Toxic masculinity may be easy to observe because masculine traits are often outwardly focused and assertive. They are what we often see in the world around us from both men and women. Watch any political debate, including those with women. . . it's often one big bro-off. As Sir Isaac Newton declared: For every action, there is an equal and opposite reaction.

So yes, toxic femininity must exist. It is also equally toxic - if that's the descriptor we are choosing to stick with. But traditionally "feminine" traits tend to be more passive in their expression than masculine traits, so we may not see the effects of toxic femininity as obviously as those of toxic masculinity. 
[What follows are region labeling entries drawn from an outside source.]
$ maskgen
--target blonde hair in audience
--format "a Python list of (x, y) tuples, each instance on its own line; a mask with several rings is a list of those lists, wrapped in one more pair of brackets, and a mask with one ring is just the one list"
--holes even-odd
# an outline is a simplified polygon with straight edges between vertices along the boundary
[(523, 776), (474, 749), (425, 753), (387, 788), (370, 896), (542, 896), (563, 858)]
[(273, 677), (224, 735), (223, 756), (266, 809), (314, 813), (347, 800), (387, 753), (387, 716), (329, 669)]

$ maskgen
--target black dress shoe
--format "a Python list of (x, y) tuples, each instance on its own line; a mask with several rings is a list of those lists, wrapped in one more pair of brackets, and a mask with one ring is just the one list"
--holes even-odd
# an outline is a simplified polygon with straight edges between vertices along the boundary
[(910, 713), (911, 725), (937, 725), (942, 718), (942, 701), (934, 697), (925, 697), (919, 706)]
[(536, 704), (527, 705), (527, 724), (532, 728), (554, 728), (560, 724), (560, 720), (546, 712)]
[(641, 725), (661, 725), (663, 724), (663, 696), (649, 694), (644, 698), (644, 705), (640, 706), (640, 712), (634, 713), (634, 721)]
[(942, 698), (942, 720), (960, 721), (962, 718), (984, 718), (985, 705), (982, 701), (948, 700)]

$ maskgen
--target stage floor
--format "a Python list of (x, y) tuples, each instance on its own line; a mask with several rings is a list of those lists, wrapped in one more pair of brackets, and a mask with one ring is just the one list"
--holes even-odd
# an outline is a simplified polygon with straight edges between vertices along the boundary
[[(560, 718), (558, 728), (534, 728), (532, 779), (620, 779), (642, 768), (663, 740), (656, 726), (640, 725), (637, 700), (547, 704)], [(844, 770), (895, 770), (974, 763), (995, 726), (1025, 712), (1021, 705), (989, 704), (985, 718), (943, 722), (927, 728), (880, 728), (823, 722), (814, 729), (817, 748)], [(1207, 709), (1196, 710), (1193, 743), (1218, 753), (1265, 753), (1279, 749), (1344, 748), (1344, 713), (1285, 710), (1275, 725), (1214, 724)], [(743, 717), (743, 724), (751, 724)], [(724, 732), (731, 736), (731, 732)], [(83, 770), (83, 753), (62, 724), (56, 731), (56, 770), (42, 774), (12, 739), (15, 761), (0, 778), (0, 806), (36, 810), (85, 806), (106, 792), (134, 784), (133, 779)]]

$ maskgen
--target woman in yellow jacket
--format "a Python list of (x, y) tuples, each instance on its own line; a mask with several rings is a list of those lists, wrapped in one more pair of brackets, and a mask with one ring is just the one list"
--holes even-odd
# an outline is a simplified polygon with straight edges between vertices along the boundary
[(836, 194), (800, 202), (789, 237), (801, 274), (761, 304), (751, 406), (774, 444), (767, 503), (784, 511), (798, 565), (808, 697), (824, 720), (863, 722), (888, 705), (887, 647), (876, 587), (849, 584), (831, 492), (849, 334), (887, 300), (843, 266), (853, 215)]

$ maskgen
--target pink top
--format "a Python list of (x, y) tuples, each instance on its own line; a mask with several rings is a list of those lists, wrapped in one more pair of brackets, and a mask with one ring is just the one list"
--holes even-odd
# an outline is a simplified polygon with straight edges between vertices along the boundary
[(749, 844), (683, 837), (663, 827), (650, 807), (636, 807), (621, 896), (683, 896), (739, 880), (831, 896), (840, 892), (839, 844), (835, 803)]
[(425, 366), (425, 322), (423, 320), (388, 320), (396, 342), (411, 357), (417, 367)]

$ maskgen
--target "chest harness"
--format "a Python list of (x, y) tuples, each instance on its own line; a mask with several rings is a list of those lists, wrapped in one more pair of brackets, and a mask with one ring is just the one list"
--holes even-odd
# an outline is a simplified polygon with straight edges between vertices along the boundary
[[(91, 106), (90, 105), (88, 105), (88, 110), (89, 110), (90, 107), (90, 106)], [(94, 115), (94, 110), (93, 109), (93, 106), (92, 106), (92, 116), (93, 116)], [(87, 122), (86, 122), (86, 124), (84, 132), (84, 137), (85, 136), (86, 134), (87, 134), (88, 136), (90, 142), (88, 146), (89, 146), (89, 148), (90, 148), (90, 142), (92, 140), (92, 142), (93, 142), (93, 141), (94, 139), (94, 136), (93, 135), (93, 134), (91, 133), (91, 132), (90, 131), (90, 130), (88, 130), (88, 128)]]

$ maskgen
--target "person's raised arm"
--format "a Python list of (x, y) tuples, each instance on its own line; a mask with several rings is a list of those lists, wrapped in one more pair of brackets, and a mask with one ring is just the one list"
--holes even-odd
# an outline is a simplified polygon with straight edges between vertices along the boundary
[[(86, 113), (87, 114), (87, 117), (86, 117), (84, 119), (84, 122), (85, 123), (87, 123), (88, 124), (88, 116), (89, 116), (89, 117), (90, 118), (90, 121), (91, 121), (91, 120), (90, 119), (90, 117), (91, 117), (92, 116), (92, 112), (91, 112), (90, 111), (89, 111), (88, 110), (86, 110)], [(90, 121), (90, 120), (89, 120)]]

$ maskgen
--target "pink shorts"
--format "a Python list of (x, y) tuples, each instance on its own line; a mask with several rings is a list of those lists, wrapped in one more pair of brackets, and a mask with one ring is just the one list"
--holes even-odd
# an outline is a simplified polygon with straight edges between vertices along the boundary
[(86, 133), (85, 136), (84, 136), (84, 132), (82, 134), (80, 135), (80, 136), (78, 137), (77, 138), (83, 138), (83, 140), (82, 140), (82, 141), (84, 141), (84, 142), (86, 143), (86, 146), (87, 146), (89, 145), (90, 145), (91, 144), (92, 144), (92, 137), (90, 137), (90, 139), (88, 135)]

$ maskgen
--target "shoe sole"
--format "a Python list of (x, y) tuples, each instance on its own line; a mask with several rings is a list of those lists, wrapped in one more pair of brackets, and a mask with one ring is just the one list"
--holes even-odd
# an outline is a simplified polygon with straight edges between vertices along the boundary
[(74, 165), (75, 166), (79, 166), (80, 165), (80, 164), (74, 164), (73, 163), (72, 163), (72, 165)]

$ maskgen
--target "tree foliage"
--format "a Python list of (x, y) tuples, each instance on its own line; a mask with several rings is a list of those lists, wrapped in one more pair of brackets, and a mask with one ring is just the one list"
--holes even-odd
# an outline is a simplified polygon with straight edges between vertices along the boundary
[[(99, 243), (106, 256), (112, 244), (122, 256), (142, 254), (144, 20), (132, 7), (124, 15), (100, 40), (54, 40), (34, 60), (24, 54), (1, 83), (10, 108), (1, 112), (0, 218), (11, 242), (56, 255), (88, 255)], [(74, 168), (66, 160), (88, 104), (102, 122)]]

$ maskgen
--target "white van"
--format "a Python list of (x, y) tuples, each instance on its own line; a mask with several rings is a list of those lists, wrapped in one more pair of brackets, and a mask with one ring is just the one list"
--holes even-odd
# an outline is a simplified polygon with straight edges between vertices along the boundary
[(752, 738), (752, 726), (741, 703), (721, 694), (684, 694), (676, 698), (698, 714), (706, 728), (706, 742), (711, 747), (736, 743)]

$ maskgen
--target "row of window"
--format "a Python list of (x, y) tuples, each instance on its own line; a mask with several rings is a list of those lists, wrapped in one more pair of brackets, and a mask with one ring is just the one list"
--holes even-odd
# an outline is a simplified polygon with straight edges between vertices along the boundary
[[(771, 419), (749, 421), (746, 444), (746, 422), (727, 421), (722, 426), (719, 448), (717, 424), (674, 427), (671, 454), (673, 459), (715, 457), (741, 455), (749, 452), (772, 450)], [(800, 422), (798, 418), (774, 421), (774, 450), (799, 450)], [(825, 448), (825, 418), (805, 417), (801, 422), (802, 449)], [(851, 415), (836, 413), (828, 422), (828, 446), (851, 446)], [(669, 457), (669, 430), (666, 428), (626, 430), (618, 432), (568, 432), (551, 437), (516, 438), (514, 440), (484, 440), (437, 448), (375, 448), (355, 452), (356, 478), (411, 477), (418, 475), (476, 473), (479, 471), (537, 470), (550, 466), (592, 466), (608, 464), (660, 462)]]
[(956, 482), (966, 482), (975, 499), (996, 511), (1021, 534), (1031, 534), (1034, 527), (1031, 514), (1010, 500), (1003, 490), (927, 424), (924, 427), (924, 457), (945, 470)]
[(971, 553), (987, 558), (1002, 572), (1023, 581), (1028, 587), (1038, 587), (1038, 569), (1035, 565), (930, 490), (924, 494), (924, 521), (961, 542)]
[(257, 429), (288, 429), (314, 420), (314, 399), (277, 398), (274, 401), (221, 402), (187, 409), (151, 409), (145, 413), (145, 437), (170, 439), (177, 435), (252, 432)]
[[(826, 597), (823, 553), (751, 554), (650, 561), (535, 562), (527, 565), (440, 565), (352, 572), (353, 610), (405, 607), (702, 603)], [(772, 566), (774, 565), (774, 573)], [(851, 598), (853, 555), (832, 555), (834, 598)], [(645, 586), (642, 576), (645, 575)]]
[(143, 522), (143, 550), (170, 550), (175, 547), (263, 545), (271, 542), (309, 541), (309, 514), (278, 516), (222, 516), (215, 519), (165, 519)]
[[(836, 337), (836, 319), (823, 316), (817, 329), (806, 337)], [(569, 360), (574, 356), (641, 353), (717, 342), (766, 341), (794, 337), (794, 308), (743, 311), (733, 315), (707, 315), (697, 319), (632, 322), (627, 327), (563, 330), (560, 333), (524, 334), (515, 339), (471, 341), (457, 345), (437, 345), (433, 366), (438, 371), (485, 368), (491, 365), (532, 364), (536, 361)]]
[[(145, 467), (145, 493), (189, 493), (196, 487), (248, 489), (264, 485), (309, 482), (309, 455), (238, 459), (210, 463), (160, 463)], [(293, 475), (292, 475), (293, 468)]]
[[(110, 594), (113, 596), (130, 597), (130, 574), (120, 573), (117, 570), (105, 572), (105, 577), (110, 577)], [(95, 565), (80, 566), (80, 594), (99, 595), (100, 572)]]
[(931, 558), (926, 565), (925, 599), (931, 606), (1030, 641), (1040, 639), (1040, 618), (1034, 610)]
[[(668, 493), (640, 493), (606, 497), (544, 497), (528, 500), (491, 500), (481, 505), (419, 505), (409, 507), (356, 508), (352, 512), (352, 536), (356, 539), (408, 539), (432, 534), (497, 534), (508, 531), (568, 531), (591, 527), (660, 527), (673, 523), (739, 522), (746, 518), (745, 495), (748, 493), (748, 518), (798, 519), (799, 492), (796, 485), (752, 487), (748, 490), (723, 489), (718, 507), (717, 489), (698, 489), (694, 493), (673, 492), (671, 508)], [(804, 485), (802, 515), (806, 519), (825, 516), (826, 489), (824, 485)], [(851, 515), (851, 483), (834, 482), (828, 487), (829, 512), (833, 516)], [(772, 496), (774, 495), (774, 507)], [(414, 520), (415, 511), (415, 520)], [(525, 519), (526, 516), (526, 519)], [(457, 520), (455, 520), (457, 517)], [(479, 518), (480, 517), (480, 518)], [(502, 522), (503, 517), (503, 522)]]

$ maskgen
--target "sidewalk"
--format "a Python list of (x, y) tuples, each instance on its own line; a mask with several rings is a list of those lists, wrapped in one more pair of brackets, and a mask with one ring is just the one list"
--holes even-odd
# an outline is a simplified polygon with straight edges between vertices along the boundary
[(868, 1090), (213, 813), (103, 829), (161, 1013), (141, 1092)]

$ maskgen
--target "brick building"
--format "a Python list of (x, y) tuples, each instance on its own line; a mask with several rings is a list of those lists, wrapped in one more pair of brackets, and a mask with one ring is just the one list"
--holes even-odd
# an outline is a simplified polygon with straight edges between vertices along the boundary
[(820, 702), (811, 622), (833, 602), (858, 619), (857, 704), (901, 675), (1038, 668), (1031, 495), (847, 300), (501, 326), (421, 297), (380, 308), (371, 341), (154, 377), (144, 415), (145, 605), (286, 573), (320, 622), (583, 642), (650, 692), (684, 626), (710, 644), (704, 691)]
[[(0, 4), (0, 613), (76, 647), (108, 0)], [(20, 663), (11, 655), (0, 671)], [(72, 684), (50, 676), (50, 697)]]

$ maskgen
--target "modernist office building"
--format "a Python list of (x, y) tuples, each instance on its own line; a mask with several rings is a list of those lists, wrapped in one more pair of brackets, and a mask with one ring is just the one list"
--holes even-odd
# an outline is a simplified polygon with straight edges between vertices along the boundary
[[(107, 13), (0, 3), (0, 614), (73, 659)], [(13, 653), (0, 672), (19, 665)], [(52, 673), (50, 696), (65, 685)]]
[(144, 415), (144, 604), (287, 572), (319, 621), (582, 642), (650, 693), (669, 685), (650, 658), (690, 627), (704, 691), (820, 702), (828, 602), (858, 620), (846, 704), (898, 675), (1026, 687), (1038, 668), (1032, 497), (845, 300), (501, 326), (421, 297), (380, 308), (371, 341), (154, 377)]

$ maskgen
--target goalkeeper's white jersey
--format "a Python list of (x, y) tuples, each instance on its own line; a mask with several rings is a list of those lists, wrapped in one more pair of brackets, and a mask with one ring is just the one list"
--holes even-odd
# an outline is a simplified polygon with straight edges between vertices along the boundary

Note: Again, "feminine" is not "female" or "woman." We all express all of these traits. Feminine traits include passivity, empathy, sensuality, patience, tenderness, and receptivity among others. When over-indulged, these may result in individuals ignoring their mental or physical needs to sustain those around them. Toxic femininity is when one works to the benefit of others but to the detriment of themselves. It can appear as forms of depression, exhaustion, or wildly illogical solutions to complex problems.

Where do we see toxic femininity and toxic masculinity come into play as it relates to Greek Life?

Toxic masculinity shows up in situations where hierarchy, order, and discipline work to the detriment of a chapter - there is an exertion of force or ambition without acknowledgment for the needs and humanity of others in the room. It shows in our approach toward hazing and substance abuse - punitive policies and actions - and in dangerous forms of hazing itself.

Toxic femininity is on display when we place the "community" above the chapter. It shows when we prevent students from freely associating and creating new fraternities or sororities because we want to nurture and rebuild failing chapters - even if our help actually worsens the state of those failing chapters or simply delays their inevitable demise.

It shows when our members overextend themselves, often with our encouragement. Toxic femininity is on display when chapters recruit against their standards because they feel or are compelled to "build better men or women," because we want everyone to feel as if they belong, and because they don't see the threats to their chapter's viability. Toxic femininity shows in the 1,100 suicides taking place on college campuses every year, (which affects more men than women, by the way).

Men are from Mars. Women are from Venus.

Mars (associated with the masculine) and Venus (associated with the feminine) are actually both perfect metaphors of toxic masculinity and femininity. Mars is barren, lifeless, and representative of a "scorched earth," where the atmosphere is too thin and too barren to nurture life. Venus is the opposite. Its atmosphere is heavy to the extent that it is poisonous and incubates the planet into a boiling, swampy mess.

Earth is right in the middle. Fertile and feminine enough to nurture life, but disciplined and masculine enough to push life to evolve further. 

Here is why you must address Toxic Femininity: We all express masculine and feminine traits. We can all express either masculine or feminine traits to the extent that they harm us or those around us. To put one down and ignore the other puts men on the defensive and encourages men and women to suppress their masculine traits, which may push more people toward the extremes of femininity.

Life is balance, so balance your approach to discussing human issues and encourage students to do the same.